I was expecting similar difficulties with 10.4 Lucid Lynx and messed around uninstalling the ubuntu-netbook package and its dependencies to get what I wanted.  Having got it working I re-read the bug report and noticed the comment right at the top which said that 10.4
will come with the ability to choose a UNR or regular session at the  login screen as opposed to doing the switch live
 Sure enough, in the Session menu at the bottom of the login screen, you can select Gnome, UNE or xterm.  Doh!

Sunday, 7 March 2010

Restore your Windows MBR with a Linux live-CD

Ooops.  I crunched the MBR on my laptop so it wouldn't boot into Windows any more.  In fact it wouldn't boot into anything else either!  Something went wrong with an Ubuntu installation and Grub ended up somewhat confused.  The fix was relatively straightforward, once I stopped chasing the suggestions about using ms-sys, which appears to have disappeared from recent Ubuntu distros.  Instead I did this:-
  • boot from Ubuntu 9.10 (Karmic Koala) live-CD
  • connect to internet
  • sudo apt-get install lilo
  • sudo lilo -M /dev/sda mbr
On reboot, the laptop went into Windows once again.  Phew!
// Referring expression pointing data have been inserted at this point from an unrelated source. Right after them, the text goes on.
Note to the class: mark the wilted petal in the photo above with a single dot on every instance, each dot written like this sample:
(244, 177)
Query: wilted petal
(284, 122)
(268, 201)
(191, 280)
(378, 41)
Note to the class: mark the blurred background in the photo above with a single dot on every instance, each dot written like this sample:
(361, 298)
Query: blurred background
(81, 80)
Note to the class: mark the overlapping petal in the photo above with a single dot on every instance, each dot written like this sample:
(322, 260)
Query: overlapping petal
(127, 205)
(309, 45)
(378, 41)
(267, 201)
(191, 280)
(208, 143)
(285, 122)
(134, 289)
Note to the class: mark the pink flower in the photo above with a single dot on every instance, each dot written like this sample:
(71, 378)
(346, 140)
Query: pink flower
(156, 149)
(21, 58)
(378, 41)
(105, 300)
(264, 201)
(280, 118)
Many thanks to the contributors to this discussion.

Saturday, 9 January 2010

Git Daemon - "who's been sitting on my port?"

Stuck in Germany this weekend by the snow back home, I went into work today (Saturday) to make up some lost time (already!) and get an extra day's billing (yay contracting!!)
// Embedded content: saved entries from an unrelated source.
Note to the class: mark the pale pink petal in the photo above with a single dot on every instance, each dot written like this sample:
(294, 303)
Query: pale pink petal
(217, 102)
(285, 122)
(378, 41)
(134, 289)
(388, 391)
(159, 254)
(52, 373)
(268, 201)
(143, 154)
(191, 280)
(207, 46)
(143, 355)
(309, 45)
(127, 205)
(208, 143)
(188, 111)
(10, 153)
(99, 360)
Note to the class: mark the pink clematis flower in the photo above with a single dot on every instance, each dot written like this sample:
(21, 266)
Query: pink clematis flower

I've been doing some work on our SUSE9 servers with the Git DVCS, and I've had no trouble setting up the daemon process which is needed to allow external users access to your shared repositories - just run git daemon --detach and you're pretty much done.
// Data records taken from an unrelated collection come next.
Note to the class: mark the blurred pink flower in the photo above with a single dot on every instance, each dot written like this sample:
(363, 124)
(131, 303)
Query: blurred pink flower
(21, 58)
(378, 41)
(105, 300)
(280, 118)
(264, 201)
Today I wanted to do the same thing on a SUSE10 server.  I'd had to build Git from source for SUSE9, but the opensuse website provided a pre-built RPM for version 10, which saved some messing around.  Unfortunately it caused some more as well...

The problem I had was that git daemon would run okay on the server, but git clone on the client kept telling me that the remote had closed the connection.  Even plumbing commands like git ls-remote failed.  Very strange.

Rolling up my sleeves, telnet server 9418 showed me that something was listening to the default Git port, but what?

I thought I would get the answer using the netstat program.  I usually run this with the -r (--route) flag to look at the routing table when I'm trying to work out why computers won't talk to each other, but today I used -l (--listening), -t (--tcp) and -p (--program) on the server to see who was listening to which ports.  It was partially successful, because one line identified the local address as *:git, but it listed the program name as "-".  Great - I already knew something was listening to the Git port!  Though it was interesting that the name "git" was listed rather than the port number "9418" as this showed that something had updated /etc/services to list the port name (in hindsight I suspect the RPM installer did it).

Google came to my aid, locating this post about auditing open ports.  The author talked about the netstat command which I already knew about, but also mentioned lsof, which was new to me.  Although the name stands for "list open files" it also list ports that are being listened to.  Piping the output through grep soon showed me that xinetd was listening to the Git port.  QED.  But why?  I hadn't set it up (or so I thought).

On SUSE10, xinetd is initialised from /etc/xinetd.conf which in turn reads all the configuration files in the /etc/xinetd.d directory.  And what should be there but a file called git, telling xinetd to listen to port 9418 and launch the git daemon process to handle requests.  This file was dropped in place by the git-daemon RPM I'd downloaded earlier.  Gotcha!

Not surprisingly the configutation didn't match my needs as it used the --base-path flag to limit the daemon to serving repositories under the /srv/git directory, which didn't exist on my system.  A quick edit with vi to correct the path, followed by service xinetd restart to load the new config, and everything was working.  Job done.

One good thing to come out of this is that I've seen how easy it is to set up git-daemon to run from xinetd, so I'll be able to do this on the SUSE9 machines too rather than messing around with a cron job to start and monitor the process.  This will save me more time than I lost investigating the problem.